Nostalgia for what we’ve lived always adjusts more easily in the act of looking. All of us who have grown in film institutes know what it is to track down other people’s frames looking for clues about the times we lived, turning each film into a Proust madeleine, a rear-view mirror. Probably no one defined us so well as spectators as Arcade Fire when they sang “I thought I found a way to enter/ It´s just a reflektor”. Films as doors to enter a reflection of our own face.

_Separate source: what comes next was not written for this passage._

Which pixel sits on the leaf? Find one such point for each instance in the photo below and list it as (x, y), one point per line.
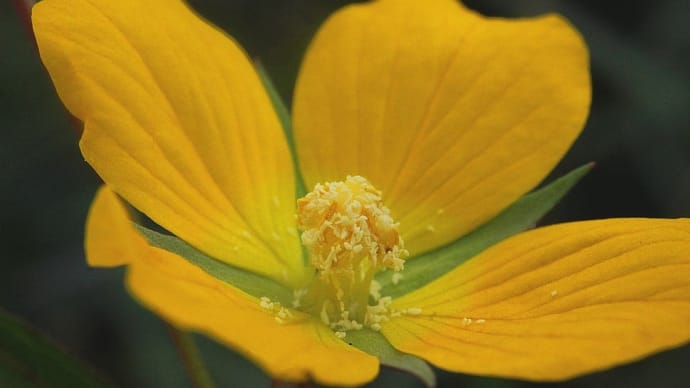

Quite the opposite, GIFs are the writing of a time that keeps on coming back, turning over itself. The tragedy of the films we love is that when they finish they always remind us that we’re a bit older and a bit closer to death. GIFs, on the contrary, are a debauchery of present tense that don’t admit romantic melancholy or languid 19th century lady-in-front-of-the-dresser poses: GIF happens all the time and for that reason it promises everything and holds inside itself all the horizons of events of our desire. A film is the desire for a time that won’t come back; a GIF is the time of a desire that promises to be never-ending. Maybe that’s why new generations get along with GIF much better: because they no longer believe that thing about the sense of linearity, the modern project of a world that one inhabited little by little by studying, reading and thinking what ought to be studied, read and thought. The initial monologue in Trainspotting moved from the decaying hitting places of the nineties to a Tumblr page and from there it will come to judge the living and the dead; with the exception, it is well known, that death doesn’t exist in a GIF, not even in those that skilfully capture the real or fantasised murder of a human being.
GIFs are eminently Nietzschean in that they promise an eternal recurrence of themselves, tireless, the experience of everything lived –in their abyss and their grandeur– in a never-ending parade of repetition. We emotionally define ourselves in social networks talking about our pain and our success by exchanging loops, little gestures taken from totality, and thus we prove two things at a time: that totality is absolutely boring –don’t believe anyone who, in 2017, will boast of being totally sure about anything: he might be a psychopath or a very boring guy–, and that we openly reject disappearing from a linear life project that, like many other things, doesn’t represent us. We want time and time again the same piece of the same Proust madeleine, the same kiss, the same scar, the same revolution within our eyes. And we want that loop to be, indeed, a Nietzschean programme: let’s live again the same GIF/the same emotion as it were worthy of being repeated uncountable times, as if time and time again we were to enjoy the same porn blinking, the same Patrick Bateman gesture, the same cat adorably frowning that we desire now –that “cat totality”, of course, end up with the death of the cat, and that’s something that the GIF gets out of the way to prevent us from seeing it.
Patrick Crogan has been saying it for years: we need new technologies that allow us to experiment time in a different way. Each time we share a GIF, the old clock that presided our grandparents’ lordly room shoots itself on the temple and its fall becomes an orgy of rusted machinery and ideologies.